Beynelmilel

 

 Kısa bir süre önce, ön kabullerimi bir kenara bırakarak, fragmanlarından bildiğim ve bu yüzden de hazzetmediğim Beynelmilel filmini seyretmeye karar verdim. Filmin başından sonuna kadar buram buram ‘şirin solculuk oyunu’ kokan sahnelerini izleyince, bu ön kabullerimde ne denli haklı olduğumu bir kez daha anladım.

 Beynelmilel, bir ‘12 Eylül ihtilali’ hikâyesi. Film 1980 ihtilalinin ardından, Adıyaman’ın bir kasabasında yaşanan trajikomik olayları konu ediyor. Gevende adı verilen yerel çalgıcıların ihtilal sonrası yaşadığı sorunların komedi-dram karışımı bir dille anlatıldığı filmde, sol argümanların yoğun bir biçimde kullanıldığı sahneler dikkat çekiyor. Cezmi Baskın’ın canlandırdığı Abuzer Yayladalı kentin tanınmış bir kemancısıdır.  Arkadaşlarıyla birlikte bir ekip kurar. Sokağa çıkma yasağının bulunduğu kasabada, bir ihbara dayanılarak gerçekleştirilen askeri baskında gözaltına alınırlar ve ilginç bir şekilde askerin orkestrası olarak işe başlarlar. Abuzer’in kızı Gülendam (Özgü Namal) ise kasabanın bıçkın delikanlısı ve aynı zamanda sıkı bir devrimci olan Haydar’a (Umut Kurt) sevdalıdır. Hikaye askeri orkestra ile genç aşıkların etrafında gelişir.

 Türk sinemasının çok tartışılan politik filmleri olan ve 12 Eylül askeri darbesini anlatan filmler, 12 Eylül süreci ve sonrasında yaşanan sosyal, siyasal, ekonomik ve politik gelişmeleri değişik yönleriyle tartışmayı amaçladılar. Kimi sert kimi daha itidalli bir üslupla çekilmiş bu filmler, belirli bir dünya görüşünün perspektifiyle olaya yaklaştıklarından amaçladıkları hedeften çok farklı noktalara geldiler. Neredeyse tamamına yakınını sol frekanslı yönetmenlerin çektiği filmler, bırakın sağlıklı bir 12 Eylül tartışması yapabilmeyi, bir çoğu sloganik ve politik tutuculuklarıyla marjinal birer gösteri olmaktan öteye geçemedi. Bazıları kendilerinden önce çekilmiş filmlerin tekrarı niteliği taşırken, büyük bir kısmında da kendilerinden önce çekilmiş filmlerden yoğun esintiler görmek hiç de zor değil.
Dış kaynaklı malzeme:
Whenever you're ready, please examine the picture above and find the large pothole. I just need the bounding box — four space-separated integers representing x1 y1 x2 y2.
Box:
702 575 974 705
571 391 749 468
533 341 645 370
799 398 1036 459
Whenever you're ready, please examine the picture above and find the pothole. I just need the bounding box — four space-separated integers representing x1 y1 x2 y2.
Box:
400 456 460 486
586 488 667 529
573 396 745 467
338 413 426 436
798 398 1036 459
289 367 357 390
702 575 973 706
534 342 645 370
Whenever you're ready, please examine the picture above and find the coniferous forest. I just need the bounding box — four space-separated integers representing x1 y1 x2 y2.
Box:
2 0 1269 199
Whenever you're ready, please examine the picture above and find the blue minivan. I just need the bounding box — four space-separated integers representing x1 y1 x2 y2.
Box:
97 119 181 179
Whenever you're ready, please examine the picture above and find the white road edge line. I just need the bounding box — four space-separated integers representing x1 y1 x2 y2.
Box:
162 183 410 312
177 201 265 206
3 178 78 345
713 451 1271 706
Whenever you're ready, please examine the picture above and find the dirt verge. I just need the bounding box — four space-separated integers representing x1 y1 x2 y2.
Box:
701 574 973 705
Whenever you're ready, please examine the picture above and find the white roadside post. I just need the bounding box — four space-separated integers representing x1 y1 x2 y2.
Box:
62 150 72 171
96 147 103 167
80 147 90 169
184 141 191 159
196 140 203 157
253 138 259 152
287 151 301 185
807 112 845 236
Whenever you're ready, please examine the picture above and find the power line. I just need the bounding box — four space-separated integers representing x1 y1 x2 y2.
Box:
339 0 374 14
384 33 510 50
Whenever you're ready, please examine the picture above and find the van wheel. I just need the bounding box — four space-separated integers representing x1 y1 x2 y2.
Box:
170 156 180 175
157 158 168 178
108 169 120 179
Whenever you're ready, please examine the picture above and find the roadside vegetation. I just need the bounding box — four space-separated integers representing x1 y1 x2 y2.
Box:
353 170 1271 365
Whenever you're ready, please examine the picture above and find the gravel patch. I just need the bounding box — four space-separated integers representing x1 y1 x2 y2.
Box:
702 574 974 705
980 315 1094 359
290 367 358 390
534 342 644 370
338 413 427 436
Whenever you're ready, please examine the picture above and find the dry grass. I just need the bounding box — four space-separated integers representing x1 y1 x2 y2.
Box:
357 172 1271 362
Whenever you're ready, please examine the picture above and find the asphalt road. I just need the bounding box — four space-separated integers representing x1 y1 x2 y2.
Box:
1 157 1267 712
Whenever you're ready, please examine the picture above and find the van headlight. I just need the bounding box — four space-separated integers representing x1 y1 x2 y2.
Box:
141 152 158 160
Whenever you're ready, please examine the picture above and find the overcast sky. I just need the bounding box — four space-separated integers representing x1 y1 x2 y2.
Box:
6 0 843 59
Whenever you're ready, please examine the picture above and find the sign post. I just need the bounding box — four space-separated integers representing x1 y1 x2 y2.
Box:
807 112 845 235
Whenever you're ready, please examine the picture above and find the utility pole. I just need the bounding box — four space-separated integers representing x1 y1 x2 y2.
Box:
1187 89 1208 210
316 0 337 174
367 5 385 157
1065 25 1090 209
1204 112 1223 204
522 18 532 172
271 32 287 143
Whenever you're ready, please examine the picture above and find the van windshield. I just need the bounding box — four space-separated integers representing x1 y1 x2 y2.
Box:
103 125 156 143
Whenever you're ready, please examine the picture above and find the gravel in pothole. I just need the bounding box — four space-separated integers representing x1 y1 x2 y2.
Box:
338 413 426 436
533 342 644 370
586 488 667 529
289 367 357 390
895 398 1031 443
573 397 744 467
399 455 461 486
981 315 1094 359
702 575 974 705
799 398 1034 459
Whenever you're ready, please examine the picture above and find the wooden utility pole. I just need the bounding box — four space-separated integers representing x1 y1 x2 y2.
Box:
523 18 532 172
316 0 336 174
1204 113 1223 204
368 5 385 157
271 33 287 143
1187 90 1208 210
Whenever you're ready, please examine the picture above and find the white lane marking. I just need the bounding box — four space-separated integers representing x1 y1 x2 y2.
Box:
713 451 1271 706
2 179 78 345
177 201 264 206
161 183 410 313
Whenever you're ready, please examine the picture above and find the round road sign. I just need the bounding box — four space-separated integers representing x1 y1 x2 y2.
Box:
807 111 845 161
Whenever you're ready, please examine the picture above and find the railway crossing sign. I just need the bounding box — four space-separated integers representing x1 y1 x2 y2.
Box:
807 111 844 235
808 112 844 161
 Öyle görünüyor ki Beynelmilel’in iki yönetmeni, Sırrı Süreyya Önder ve Muharrem Gülmez, önceki dönemlere ait siyasi filmlerin taşıdığı niteliklerden soyutlayamamışlar kendilerini. Samimi bir emeğin verildiği muhakkak. Film de bu hissi fazlasıyla veriyor zaten. Ben de sarf edilen emeği göz ardı etmeden, filmle ilgili birkaç gözlemimi sizlerle paylaşmak istiyorum;

 Birincisi; Kıvırcık saçlı, çokbilmiş solcu genç kahramanlardan gına geldi. Halkın sosyal yapısını küçümseyen bu bıçkın gençlerin boy göstermelerini izlemekten ziyadesiyle sıkıldık. Darbeye, cuntaya, baskıya, despotizme bir tek onlar karşıymış, darbe sürecinde yalnız onlar özgürlük ve insan haklarını savunmuşlar izlenimi vermek yönetmenin objektifliğine olduğu gibi filmin gerçekçiliğine de zarar veriyor. Bu konuda objektif ve ciddi bir yapıma hasret kalmışlığımız bir kez daha gün yüzüne çıkıyor.

İkincisi; Cezmi Baskın’ın ne denli başarılı bir oyuncu olduğu bir kez daha tescillenmiş oldu. Gerek fiziği ve gerekse sanatıyla Şener Şen’i andırdı bana. Komedi kadar hüzün de çok iyi duruyor üzerinde. Türkiye’nin değeri az bilinen oyuncularından birisi olduğu kesin. Filmi sırtlamış demek yanlış olmaz.

 Üçüncüsü; Böyle ciddi bir konuyu, komedi tarzıyla işlemeye çalışmak dışardan görüldüğü kadar kolay bir iş değil. Zaten film de bu konuda pek de başarılı bir örnek olmamış. Malzeme çok sağlam ama işçilik zayıf kalmış.